Sarah Kliff reports:
The Obama administration is set to announce Friday an ambitious health-care experiment that will make Maryland a test case for whether aggressive government regulation of medical prices can dramatically cut health spending.
Under the experiment, Maryland will cap hospital spending and set prices — and, if all goes as planned, cut $330 million in federal spending. The new plan, which has been under negotiation for more than a year, could leave Maryland looking more like Germany and Switzerland, which aggressively regulate prices, than its neighboring states.

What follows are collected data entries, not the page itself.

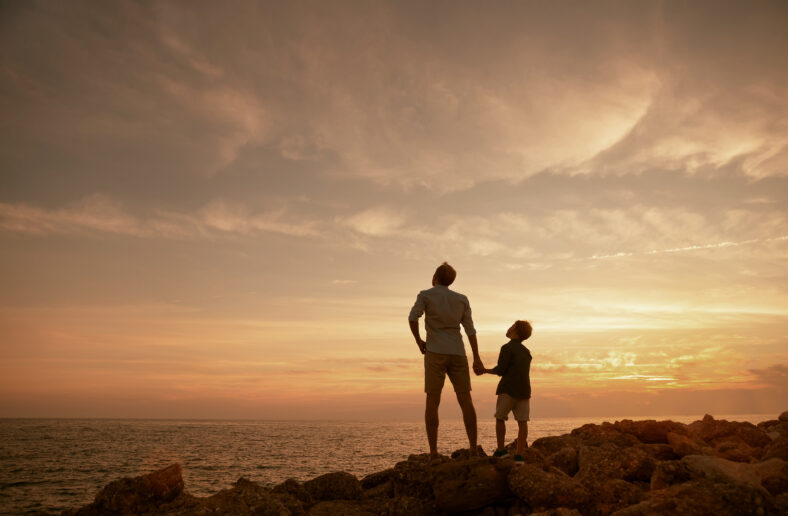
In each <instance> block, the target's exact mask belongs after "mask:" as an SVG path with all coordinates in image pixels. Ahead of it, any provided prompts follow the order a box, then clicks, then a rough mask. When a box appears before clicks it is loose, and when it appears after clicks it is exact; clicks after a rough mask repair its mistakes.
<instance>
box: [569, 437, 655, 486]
mask: <svg viewBox="0 0 788 516" xmlns="http://www.w3.org/2000/svg"><path fill="white" fill-rule="evenodd" d="M577 464H578V472H577V474H576V475H575V477H574V478H575V479H576V480H577V481H579V482H582V483H596V482H598V481H599V480H603V479H614V478H616V479H622V480H629V481H642V482H650V481H651V475H652V474H653V473H654V468H655V466H656V461H655V460H654V459H653V458H651V457H650V456H649V455H648V454H647V453H646V452H645V451H643V450H641V449H638V448H634V447H632V448H617V447H616V446H613V445H606V446H581V447H580V450H579V452H578V455H577Z"/></svg>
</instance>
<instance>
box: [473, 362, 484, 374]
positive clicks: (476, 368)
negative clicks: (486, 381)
mask: <svg viewBox="0 0 788 516" xmlns="http://www.w3.org/2000/svg"><path fill="white" fill-rule="evenodd" d="M473 372H474V373H476V376H480V375H482V374H484V373H485V369H484V364H482V361H481V360H474V361H473Z"/></svg>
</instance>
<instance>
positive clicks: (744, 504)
mask: <svg viewBox="0 0 788 516" xmlns="http://www.w3.org/2000/svg"><path fill="white" fill-rule="evenodd" d="M665 514H676V515H679V514H680V515H682V516H707V515H709V514H714V515H715V516H742V515H745V514H752V515H769V514H779V513H778V512H777V505H776V504H775V502H774V500H773V498H772V497H771V496H769V495H768V493H763V492H762V491H760V490H757V489H753V488H751V487H749V486H744V485H741V484H719V483H714V482H711V481H708V480H704V481H691V482H687V483H684V484H678V485H674V486H672V487H669V488H668V489H664V490H662V491H657V492H656V493H652V494H651V496H649V497H648V498H647V499H646V500H644V501H642V502H640V503H638V504H636V505H631V506H629V507H626V508H624V509H620V510H618V511H616V512H614V513H612V516H662V515H665Z"/></svg>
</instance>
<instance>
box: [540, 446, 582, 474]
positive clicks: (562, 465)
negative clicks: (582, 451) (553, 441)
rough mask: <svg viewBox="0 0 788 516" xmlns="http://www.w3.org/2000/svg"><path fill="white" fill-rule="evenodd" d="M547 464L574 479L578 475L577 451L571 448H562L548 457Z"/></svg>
mask: <svg viewBox="0 0 788 516" xmlns="http://www.w3.org/2000/svg"><path fill="white" fill-rule="evenodd" d="M545 463H546V464H547V465H548V466H553V467H555V468H558V469H560V470H561V471H563V472H564V473H566V474H567V475H569V476H570V477H573V476H575V474H576V473H577V449H576V448H573V447H571V446H567V447H566V448H561V449H560V450H558V451H557V452H555V453H553V454H552V455H550V456H549V457H547V459H546V460H545Z"/></svg>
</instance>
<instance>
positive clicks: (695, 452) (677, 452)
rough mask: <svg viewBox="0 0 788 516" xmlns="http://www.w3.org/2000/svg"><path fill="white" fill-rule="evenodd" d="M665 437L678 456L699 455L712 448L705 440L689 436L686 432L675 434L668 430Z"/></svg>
mask: <svg viewBox="0 0 788 516" xmlns="http://www.w3.org/2000/svg"><path fill="white" fill-rule="evenodd" d="M666 438H667V440H668V444H669V445H670V447H671V448H672V449H673V452H674V453H675V454H676V455H677V456H678V458H681V457H684V456H685V455H701V454H708V453H711V452H712V448H711V447H709V446H708V445H707V444H706V442H705V441H702V440H701V439H699V438H697V437H690V436H689V435H687V434H686V433H685V434H677V433H674V432H668V433H667V434H666Z"/></svg>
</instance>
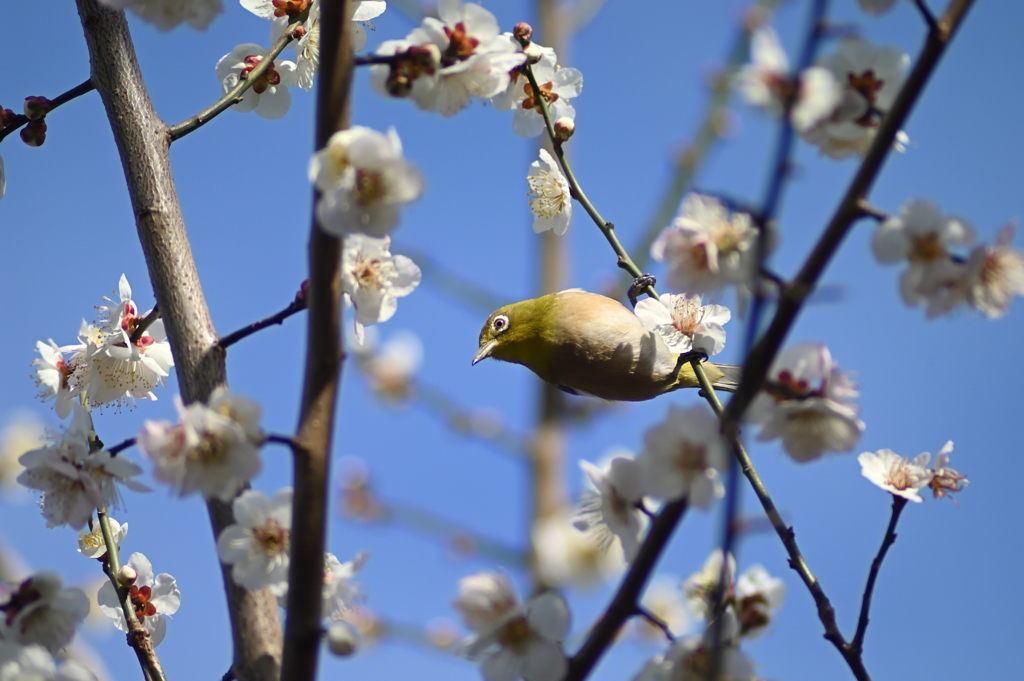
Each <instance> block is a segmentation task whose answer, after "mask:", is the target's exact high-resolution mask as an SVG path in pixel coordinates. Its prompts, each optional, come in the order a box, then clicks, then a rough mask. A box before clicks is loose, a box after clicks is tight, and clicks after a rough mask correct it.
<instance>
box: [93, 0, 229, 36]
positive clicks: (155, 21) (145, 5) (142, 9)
mask: <svg viewBox="0 0 1024 681" xmlns="http://www.w3.org/2000/svg"><path fill="white" fill-rule="evenodd" d="M99 1H100V3H101V4H104V5H106V6H108V7H110V8H111V9H130V10H131V11H132V12H134V13H135V14H136V15H137V16H138V17H139V18H141V19H142V20H143V22H147V23H148V24H153V25H155V26H156V27H157V28H158V29H160V30H161V31H170V30H171V29H173V28H175V27H177V26H179V25H180V24H185V23H187V24H188V26H190V27H193V28H194V29H199V30H201V31H202V30H205V29H206V27H208V26H210V22H212V20H213V17H214V16H216V15H217V14H219V13H220V12H222V11H223V7H221V5H220V0H99Z"/></svg>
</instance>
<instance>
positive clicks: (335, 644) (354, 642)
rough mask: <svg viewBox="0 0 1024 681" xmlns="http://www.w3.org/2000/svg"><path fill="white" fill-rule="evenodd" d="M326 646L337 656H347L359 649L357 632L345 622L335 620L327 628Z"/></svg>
mask: <svg viewBox="0 0 1024 681" xmlns="http://www.w3.org/2000/svg"><path fill="white" fill-rule="evenodd" d="M327 647H328V650H330V651H331V652H333V653H334V654H336V655H338V656H339V657H348V656H349V655H351V654H352V653H354V652H355V651H356V650H358V649H359V633H358V632H357V631H355V627H353V626H352V625H350V624H348V623H347V622H335V623H334V624H332V625H331V626H330V627H328V628H327Z"/></svg>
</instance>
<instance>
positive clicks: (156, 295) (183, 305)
mask: <svg viewBox="0 0 1024 681" xmlns="http://www.w3.org/2000/svg"><path fill="white" fill-rule="evenodd" d="M77 4H78V11H79V15H80V16H81V19H82V28H83V30H84V32H85V38H86V42H87V44H88V47H89V57H90V60H91V63H92V82H93V84H94V85H95V86H96V90H97V91H98V92H99V95H100V97H101V98H102V100H103V107H104V108H105V110H106V116H108V118H109V119H110V122H111V128H112V130H113V132H114V139H115V141H116V142H117V145H118V152H119V153H120V155H121V163H122V166H123V167H124V171H125V179H126V181H127V184H128V194H129V196H130V197H131V203H132V209H133V211H134V214H135V223H136V227H137V229H138V237H139V241H140V242H141V244H142V251H143V253H144V255H145V261H146V264H147V265H148V268H150V279H151V281H152V282H153V289H154V294H155V295H156V298H157V301H158V303H159V305H160V310H161V315H162V316H163V318H164V323H165V327H166V329H167V335H168V338H169V340H170V343H171V349H172V351H173V353H174V364H175V370H176V372H177V375H178V384H179V385H180V388H181V398H182V399H183V400H184V401H185V402H186V403H187V402H193V401H196V400H205V399H206V398H207V397H209V395H210V392H211V391H212V390H213V389H214V388H215V387H216V386H218V385H222V384H224V383H225V380H226V378H225V370H224V353H223V352H222V351H220V350H218V349H216V347H215V346H216V341H217V334H216V333H215V331H214V328H213V323H212V321H211V320H210V310H209V308H208V307H207V305H206V299H205V298H204V296H203V289H202V287H201V286H200V282H199V273H198V272H197V271H196V263H195V261H194V260H193V256H191V248H190V246H189V244H188V237H187V235H186V232H185V225H184V220H183V218H182V216H181V206H180V205H179V203H178V197H177V193H176V190H175V187H174V178H173V176H172V174H171V165H170V159H169V155H168V150H169V147H170V136H169V135H168V132H167V126H166V125H165V124H164V122H163V121H161V120H160V118H159V117H158V116H157V114H156V112H154V110H153V104H152V102H151V101H150V95H148V93H147V92H146V89H145V85H144V83H143V81H142V75H141V73H140V71H139V68H138V60H137V59H136V58H135V49H134V47H133V45H132V42H131V35H130V34H129V32H128V23H127V22H126V20H125V15H124V12H121V11H112V10H110V9H106V8H104V7H100V6H99V5H98V4H97V3H96V0H77ZM208 508H209V513H210V521H211V524H212V525H213V533H214V537H217V536H219V535H220V531H221V530H222V529H223V528H224V527H226V526H227V525H228V524H230V523H231V522H232V516H231V509H230V506H228V505H227V504H224V503H221V502H217V501H213V502H209V503H208ZM221 571H222V577H223V580H224V588H225V591H226V592H227V605H228V609H229V611H230V615H231V633H232V638H233V643H234V661H233V669H234V675H236V677H237V678H239V679H243V680H244V681H264V680H265V681H276V680H278V678H279V677H280V659H281V644H282V637H281V623H280V619H279V616H278V603H276V600H275V599H274V598H273V596H271V595H270V594H269V592H267V591H265V590H264V591H252V592H250V591H246V590H245V589H242V588H240V587H238V586H237V585H236V584H234V582H233V580H232V579H231V574H230V568H229V567H226V568H225V567H224V566H223V565H221Z"/></svg>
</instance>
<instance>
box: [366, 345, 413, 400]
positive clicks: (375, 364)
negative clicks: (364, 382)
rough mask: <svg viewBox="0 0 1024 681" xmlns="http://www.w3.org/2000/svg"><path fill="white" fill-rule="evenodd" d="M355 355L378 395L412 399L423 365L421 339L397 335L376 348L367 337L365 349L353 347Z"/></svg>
mask: <svg viewBox="0 0 1024 681" xmlns="http://www.w3.org/2000/svg"><path fill="white" fill-rule="evenodd" d="M368 331H369V330H368ZM352 351H353V353H354V354H355V358H356V361H358V364H359V368H360V369H361V370H362V371H364V372H366V374H367V379H368V380H369V382H370V386H371V387H372V388H373V389H374V391H375V392H377V394H379V395H381V396H382V397H385V398H387V399H395V400H400V399H404V398H407V397H408V396H409V395H410V391H411V389H412V383H413V379H414V378H415V377H416V372H417V371H418V370H419V368H420V365H422V364H423V343H422V342H421V341H420V337H419V336H417V335H416V334H414V333H413V332H411V331H398V332H396V333H394V334H393V335H392V336H391V337H390V338H388V340H387V341H385V342H384V344H383V345H382V346H381V347H380V348H376V347H374V343H373V341H372V338H371V337H370V335H369V334H368V337H367V338H366V339H365V343H364V344H362V345H358V344H353V345H352Z"/></svg>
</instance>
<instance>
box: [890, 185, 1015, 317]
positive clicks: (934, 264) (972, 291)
mask: <svg viewBox="0 0 1024 681" xmlns="http://www.w3.org/2000/svg"><path fill="white" fill-rule="evenodd" d="M1013 236H1014V228H1013V227H1012V226H1008V227H1005V228H1004V229H1002V230H1001V231H1000V232H999V235H998V237H997V238H996V241H995V244H994V245H991V246H989V245H987V244H982V245H979V246H975V247H974V249H973V250H971V251H970V252H969V253H968V254H967V255H958V254H956V253H953V252H952V251H950V247H955V246H970V245H971V244H972V242H973V240H974V228H973V227H972V226H971V224H970V223H969V222H968V221H967V220H964V219H962V218H957V217H955V216H951V215H943V214H942V212H941V211H940V210H939V209H938V207H937V206H935V205H934V204H932V203H930V202H928V201H923V200H915V201H911V202H909V203H907V204H906V205H904V206H903V207H902V208H901V209H900V212H899V214H898V215H894V216H891V217H889V218H888V219H886V220H885V221H884V222H882V224H881V225H879V229H878V231H876V232H874V238H873V240H872V242H871V246H872V249H873V251H874V256H876V257H877V258H878V259H879V261H880V262H884V263H892V262H903V261H906V263H907V268H906V269H905V270H904V271H903V274H902V275H901V276H900V293H901V294H902V296H903V300H904V302H906V304H907V305H912V306H918V305H923V306H925V308H926V310H927V314H928V316H929V317H934V316H937V315H939V314H943V313H946V312H951V311H953V310H955V309H957V308H958V307H959V306H961V305H963V304H964V303H967V304H968V305H970V306H971V307H974V308H975V309H977V310H978V311H980V312H981V313H983V314H984V315H985V316H987V317H989V318H992V320H994V318H998V317H1000V316H1002V315H1004V314H1006V313H1007V311H1008V310H1009V309H1010V304H1011V303H1012V302H1013V299H1014V296H1020V295H1024V253H1021V252H1020V251H1015V250H1013V249H1012V247H1011V243H1012V242H1013Z"/></svg>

And it could serve as a model – or cautionary tale – for other states looking to follow in its footsteps.
“You can put Maryland in the company of Massachusetts and perhaps Vermont as the three states furthest out in trying to invent a new future for cost accountability in health care spending,” added Harvard University’s John McDonough. “Success creates a model that other states will want to look at emulating. And failure means it’s an option more likely to be crossed off the list.”
For Maryland, the new rules build on past success. Since the mid-1970s, it has been the only state to set the prices that hospitals charge patients. Typically, hospitals negotiate with each health insurer individually, leading to disparate rates. In Maryland, all customers — whether a private insurance plan, public program or uninsured patient — pay the same price. Researchers estimate the system has saved $45 billion for consumers over four decades and prices have grown more slowly in the state.
I am glad there is an experiment, but I’m also glad I live in Virginia. And there is of course a problem with drawing inferences from such experiments. A small area can institute price controls without much discouraging health care innovation, but perhaps the larger area cannot.